An unprecedented rise in the 10-year Treasury yield
Key points:
- The 10-year Treasury yield has risen more than 65 basis points over 30 days
- Similar surges with the Fed easing policy suggest the 10-year yield could decline in the near term
- Stocks managed to rally in the face of rising rates, achieving a 100% win rate in the following year
Should we be concerned about the rapid rise in long-term interest rates
Social media is abuzz with traders debating why the 10-year yield is surging and what the trickle-down effect could be on the economy, given that it's a critical lending benchmark.
Over a rolling 30-day period, the 10-year Treasury yield has climbed over 65 basis points, a magnitude of change exceeded in only 4% of trading days since 1962.
Although a 65 bps increase over 30 days has occurred 47 other times when using a reset below zero to eliminate repeats, none took place in tandem with the Federal Reserve's initial rate cut until now.

Comparable surges in the 10-year yield preceded a near-term drop in rates
Whenever the 10-year Treasury yield rose by 65 basis points over 30 days, coupled with a Fed easing cycle featuring one to three rate cuts, the benchmark yield often decreased over the following months.
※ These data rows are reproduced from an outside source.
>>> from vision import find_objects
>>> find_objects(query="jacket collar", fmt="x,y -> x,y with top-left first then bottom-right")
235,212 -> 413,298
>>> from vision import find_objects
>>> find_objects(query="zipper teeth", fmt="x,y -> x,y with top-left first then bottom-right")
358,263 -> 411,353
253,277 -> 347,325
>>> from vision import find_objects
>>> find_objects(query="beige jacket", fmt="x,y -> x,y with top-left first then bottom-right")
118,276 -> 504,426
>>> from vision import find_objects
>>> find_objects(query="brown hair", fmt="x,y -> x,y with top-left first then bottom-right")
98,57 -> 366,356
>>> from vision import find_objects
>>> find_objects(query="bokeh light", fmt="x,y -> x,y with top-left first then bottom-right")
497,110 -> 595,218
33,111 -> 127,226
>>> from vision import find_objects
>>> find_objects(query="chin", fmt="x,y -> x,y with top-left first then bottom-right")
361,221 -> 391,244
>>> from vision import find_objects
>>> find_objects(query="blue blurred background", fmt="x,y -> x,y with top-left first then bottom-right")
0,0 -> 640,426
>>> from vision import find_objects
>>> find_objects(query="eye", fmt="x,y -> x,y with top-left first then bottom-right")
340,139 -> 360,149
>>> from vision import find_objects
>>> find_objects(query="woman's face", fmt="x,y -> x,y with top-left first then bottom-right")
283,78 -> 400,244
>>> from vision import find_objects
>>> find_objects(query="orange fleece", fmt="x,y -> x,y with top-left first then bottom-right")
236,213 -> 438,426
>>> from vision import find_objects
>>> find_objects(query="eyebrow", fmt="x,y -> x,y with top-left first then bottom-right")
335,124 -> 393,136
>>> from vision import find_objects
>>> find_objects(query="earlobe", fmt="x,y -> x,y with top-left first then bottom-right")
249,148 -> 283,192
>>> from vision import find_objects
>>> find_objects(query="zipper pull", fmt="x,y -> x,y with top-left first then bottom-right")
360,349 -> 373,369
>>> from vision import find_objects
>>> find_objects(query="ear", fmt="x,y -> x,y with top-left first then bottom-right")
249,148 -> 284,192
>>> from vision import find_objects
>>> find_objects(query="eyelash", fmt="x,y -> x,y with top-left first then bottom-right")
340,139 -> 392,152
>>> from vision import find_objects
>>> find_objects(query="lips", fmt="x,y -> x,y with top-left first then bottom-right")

From three to twelve months later, yields dropped in the 1980s, whereas post-1995, they tended to increase.

Stocks didn't miss a beat despite a rapid rise in the 10-year yield
Except for an untimely signal in 1981, which occurred within the context of a bear market, a scenario unlike today, the S&P 500 rallied consistently across all time frames, culminating in a 100% win rate over the next year.
The market's ability to absorb a sudden and sharp rise in rates suggests that economic fundamentals were healthy during these periods, providing a positive backdrop for equities.

Consistent with their defensive nature, sectors such as Staples, Health Care, and Utilities lagged the S&P 500 over the initial six months. A year later, most sectors, particularly technology, achieved robust returns.

What the research tells us...
Many factors could be driving the sharp and sudden surge in the 10-year Treasury yield. Those include a resilient economy, Treasury issuance, or a technical bounce in yields following a decline. Regardless of the narrative, similar spikes in the 10-year Treasury yield near the outset of a Federal Reserve easing cycle have often reversed, leading to lower yields over the subsequent months. Notably, these reversals have correlated with S&P 500 rallies, especially over the following year. This trend likely reflects a healthy economy that fuels corporate profits, fostering a more favorable stock market environment.